Для Барашкова все пропаспортированные дома были поначалу просто милой памятью детства. Это нормально - дорожить детскими воспоминаниями, это естественно для человека, это опрокинутый в прошлое для симметрии и душевного равновесия инстинкт продолжения рода.

Только мало ли что естественно и нормально. Частная собственность - тоже юридически и экономически развитый и оформленный инстинкт продолжения рода, это самое биологически естественное и разумное отношение между живым и неживым на планете: живое создает и накапливает неживое, заботясь о собственном потомстве.

Однако идеология, под которой наш герой жил и о которой не задумывался до пятого десятка, объявила эту заботу источником всех земных бед.
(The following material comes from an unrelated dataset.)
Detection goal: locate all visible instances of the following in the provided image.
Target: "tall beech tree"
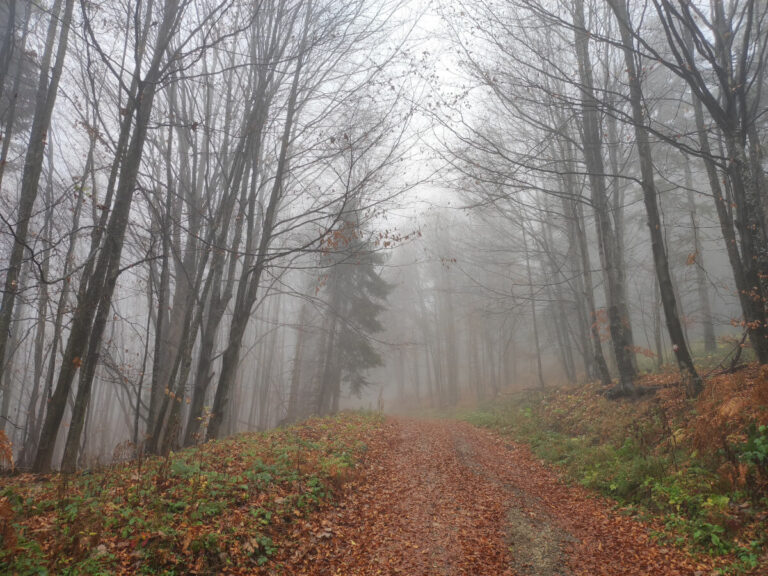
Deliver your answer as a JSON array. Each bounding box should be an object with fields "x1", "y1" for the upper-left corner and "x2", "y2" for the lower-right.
[{"x1": 606, "y1": 0, "x2": 702, "y2": 395}]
Эта идеология впервые в истории человечества объявила о намерении разрушить до основания предшествовавший ей мир. Именно поэтому нигде и никогда не уничтожили столько людей и зданий, как при ней. Именно поэтому любой искренний интерес, а тем более любовь к прошлому при ней рассматривались как сопротивление властям или по меньшей мере инакомыслие.

Когда-то на открытии железной дороги (единственной поныне) Савва Морозов говорил в архангельском Коммерческом клубе, что "приезжим из центральных губерний надо не столько вносить сюда культуру, сколько самим учиться в Архангельске многому хорошему, заимствовать здесь основные начала цивилизации".

Из этих основных начал Барашкову в детстве достался чердак их старого дома, куда забирался он, несмотря на все запреты, и где неведомым для мальчишки образом встретились в пыли и паутине канадские сани с длинными полозьями, широкие норвежские лыжи и рваный английский шезлонг. А в одной из комнат дома - особенной, с отдельным входом - жил гепеушник Огрызков и иногда водил свою супругу в клуб ОГПУ - бывший Коммерческий. Соседка же тетя Шура, которая в интервенцию работала сестрой милосердия в английском госпитале, открытом в немецкой кирхе, а теперь была старая и ничего не боялась, говорила что "ОГПУ" значит: "О Господи, помоги убежать", и еще задом наперед: "Убежишь - поймают, голову оторвут".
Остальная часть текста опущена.